Well, I don’t know about the memoir but I can identify the man. About the end of the second week of July 1942, Frank Whittle was somewhere in the LA area after five weeks of technical consultations from GE Schenectady to Curtiss, and the stress is sending him up the walls. It was probably telling a US Navy-sponsored turboprop project at an unnamed plant in the area that they were doing it wrong that brought about a crisis. Whittle is advised to take a couple of weeks’ leave, and heads for a hotel in Santa Monica for “sun, rest, etc.”
Being the chippy autodidact/engineer/test pilot he was, Whittle gets bored and anxious and stir crazy and decides to crack on with more engine development. Enter Group Captain Adams RAF, described as “in charge of the Beverly Hills office of the British Air Commission”, who asks for 24 hours and sends him to a party at the home of one Edward Hillman, Jr, who greets Whittle in his swimming trunks, presses chicken noodle soup on him, encourages him to relax, and spends the rest of the party on the phone. At least some of the phoning is to his wife, June, described as a British dancer, who needs some persuading to show up. Whittle notes that he seemed to be surrounded by film stars, and gets chucked into the swimming pool around 3 am. I read between the lines that June eventually did rock up and she had something to do with it. He stuck around for the next 10 days without remembering much, or at least much that he wanted to put in his memoir. At any rate he cheered up.
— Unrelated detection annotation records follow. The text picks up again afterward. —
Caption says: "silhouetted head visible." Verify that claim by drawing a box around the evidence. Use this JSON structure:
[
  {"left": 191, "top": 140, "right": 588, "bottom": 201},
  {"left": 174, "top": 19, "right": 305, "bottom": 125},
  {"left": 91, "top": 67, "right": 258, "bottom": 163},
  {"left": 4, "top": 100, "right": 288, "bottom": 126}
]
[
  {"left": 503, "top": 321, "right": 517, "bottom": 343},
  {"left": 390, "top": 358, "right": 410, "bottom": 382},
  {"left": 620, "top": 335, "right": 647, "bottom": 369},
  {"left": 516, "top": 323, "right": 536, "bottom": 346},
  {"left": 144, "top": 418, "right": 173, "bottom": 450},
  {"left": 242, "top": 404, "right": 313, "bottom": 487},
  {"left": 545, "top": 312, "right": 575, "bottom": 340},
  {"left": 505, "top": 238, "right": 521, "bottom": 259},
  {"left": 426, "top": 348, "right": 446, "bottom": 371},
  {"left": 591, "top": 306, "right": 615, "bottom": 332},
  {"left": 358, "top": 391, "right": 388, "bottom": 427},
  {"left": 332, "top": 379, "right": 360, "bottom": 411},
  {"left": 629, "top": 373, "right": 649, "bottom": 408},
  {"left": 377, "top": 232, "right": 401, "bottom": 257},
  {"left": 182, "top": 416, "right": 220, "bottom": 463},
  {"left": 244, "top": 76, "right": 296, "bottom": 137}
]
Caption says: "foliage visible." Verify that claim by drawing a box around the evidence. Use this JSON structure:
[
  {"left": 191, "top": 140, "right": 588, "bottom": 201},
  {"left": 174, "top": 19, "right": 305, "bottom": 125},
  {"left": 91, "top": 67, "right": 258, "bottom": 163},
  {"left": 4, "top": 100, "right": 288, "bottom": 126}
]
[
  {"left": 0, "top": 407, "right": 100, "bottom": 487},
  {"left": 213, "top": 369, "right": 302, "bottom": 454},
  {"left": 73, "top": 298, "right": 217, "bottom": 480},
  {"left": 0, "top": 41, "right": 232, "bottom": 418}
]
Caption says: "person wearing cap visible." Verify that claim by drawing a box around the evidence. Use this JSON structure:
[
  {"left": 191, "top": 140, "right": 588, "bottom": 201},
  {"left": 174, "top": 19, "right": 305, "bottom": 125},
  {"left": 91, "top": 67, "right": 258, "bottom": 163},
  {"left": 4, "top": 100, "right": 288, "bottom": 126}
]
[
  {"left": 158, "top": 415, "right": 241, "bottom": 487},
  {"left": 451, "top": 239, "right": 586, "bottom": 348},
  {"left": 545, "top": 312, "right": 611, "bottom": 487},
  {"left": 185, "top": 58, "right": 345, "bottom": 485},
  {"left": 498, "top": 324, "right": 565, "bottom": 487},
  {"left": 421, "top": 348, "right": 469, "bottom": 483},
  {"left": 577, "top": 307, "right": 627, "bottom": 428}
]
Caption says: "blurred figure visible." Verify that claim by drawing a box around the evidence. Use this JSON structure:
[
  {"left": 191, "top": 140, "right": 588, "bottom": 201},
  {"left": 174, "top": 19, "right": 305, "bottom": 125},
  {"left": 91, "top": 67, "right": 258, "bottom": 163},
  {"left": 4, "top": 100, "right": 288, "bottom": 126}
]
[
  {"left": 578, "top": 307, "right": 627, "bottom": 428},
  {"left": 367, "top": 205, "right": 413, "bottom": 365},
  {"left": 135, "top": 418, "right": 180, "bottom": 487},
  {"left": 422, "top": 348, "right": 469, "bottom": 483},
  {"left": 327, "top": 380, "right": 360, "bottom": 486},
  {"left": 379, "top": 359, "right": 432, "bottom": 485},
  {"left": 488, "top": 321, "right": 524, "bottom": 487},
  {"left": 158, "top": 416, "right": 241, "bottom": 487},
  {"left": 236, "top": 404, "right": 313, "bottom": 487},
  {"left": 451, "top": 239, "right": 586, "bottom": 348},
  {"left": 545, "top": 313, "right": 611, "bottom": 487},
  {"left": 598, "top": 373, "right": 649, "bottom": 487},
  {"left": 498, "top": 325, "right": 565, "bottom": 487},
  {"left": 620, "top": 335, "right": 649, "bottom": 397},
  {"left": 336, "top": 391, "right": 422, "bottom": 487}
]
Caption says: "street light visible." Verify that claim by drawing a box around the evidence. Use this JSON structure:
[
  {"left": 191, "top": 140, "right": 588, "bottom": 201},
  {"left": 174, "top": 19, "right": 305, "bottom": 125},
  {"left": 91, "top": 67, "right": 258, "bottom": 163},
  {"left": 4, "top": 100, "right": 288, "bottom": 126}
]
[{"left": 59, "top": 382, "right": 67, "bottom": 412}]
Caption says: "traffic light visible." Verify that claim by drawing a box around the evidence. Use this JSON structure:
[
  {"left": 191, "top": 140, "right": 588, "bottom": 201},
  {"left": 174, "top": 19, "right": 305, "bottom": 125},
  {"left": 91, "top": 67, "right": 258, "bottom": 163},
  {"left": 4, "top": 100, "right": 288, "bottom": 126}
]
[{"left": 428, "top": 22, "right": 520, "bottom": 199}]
Hillman? Well, that’s less obvious than you might think. This guy, who Wikipedia considers interesting because he married Marian Nixon, who then left him for her director in We’re Rich Again. Apparently he picked a father who owned a department store in Chicago, a good decision.
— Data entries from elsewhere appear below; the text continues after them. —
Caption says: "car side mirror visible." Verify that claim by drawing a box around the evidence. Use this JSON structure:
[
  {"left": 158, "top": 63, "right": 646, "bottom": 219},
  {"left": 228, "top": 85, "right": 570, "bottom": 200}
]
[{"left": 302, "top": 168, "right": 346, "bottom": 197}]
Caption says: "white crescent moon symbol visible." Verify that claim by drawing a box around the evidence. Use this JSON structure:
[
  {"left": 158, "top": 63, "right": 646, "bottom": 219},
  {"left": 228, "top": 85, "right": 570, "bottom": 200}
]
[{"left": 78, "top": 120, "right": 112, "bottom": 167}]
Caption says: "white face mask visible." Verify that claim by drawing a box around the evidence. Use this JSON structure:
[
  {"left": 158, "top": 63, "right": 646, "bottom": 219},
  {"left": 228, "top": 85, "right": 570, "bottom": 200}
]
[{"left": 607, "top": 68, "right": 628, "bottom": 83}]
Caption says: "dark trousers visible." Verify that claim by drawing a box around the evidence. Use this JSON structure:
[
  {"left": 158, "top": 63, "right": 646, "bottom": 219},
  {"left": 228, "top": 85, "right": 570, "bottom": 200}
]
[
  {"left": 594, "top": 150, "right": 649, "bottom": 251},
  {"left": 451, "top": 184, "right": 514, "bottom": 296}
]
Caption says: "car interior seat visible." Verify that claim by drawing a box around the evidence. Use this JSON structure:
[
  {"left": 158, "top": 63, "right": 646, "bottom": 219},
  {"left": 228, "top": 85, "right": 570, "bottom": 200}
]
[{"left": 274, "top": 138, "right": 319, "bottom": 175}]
As well as having inherited the controlling stake in the Cunard Line, Inverclyde had himself married a retail heiress, Olivia Sainsbury, before he met her. It certainly puts a special light on the title of We’re Rich Again. His Wikigloss says he left Cunard to the professionals because he had no business sense. Tu parles.
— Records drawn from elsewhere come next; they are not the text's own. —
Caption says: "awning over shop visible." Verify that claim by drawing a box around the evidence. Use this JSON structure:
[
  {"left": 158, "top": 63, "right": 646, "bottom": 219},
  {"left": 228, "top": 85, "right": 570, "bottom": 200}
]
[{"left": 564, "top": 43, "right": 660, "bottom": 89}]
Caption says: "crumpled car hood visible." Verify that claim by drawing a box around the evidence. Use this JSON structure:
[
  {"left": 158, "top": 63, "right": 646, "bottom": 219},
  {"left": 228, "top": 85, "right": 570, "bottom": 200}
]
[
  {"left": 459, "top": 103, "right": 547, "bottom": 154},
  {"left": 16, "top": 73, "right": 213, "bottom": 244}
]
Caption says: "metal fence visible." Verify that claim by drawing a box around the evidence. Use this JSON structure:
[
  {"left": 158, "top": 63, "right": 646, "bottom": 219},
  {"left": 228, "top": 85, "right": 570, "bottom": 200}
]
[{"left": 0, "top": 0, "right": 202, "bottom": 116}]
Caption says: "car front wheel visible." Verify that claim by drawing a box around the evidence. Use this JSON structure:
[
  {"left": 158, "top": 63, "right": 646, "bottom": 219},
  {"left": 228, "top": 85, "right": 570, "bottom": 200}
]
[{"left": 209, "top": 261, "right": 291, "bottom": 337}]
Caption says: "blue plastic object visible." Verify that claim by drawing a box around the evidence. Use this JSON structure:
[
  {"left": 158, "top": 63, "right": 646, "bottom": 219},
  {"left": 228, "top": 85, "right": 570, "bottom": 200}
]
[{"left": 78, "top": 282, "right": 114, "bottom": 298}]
He also got shot with the Scots Guards during the first world war and got gangrene, recovered, and survived the German air strike on the Lancastrian during the second British evacuation from France in 1940. He sounds more interesting than Hillman, a cipher except for his wives, but I reckon June Tripp probably tells us he was also an epic pain.
Which leaves us with the question – who was this Group Captain Adams?
And the book? Well, I have this Pan Giant copy of Whittle’s memoir I basically stole from a backpacker hostel in Christchurch, New Zealand, years ago. They’ve still got my hat, if the earthquake didn’t get them, so we’re quits.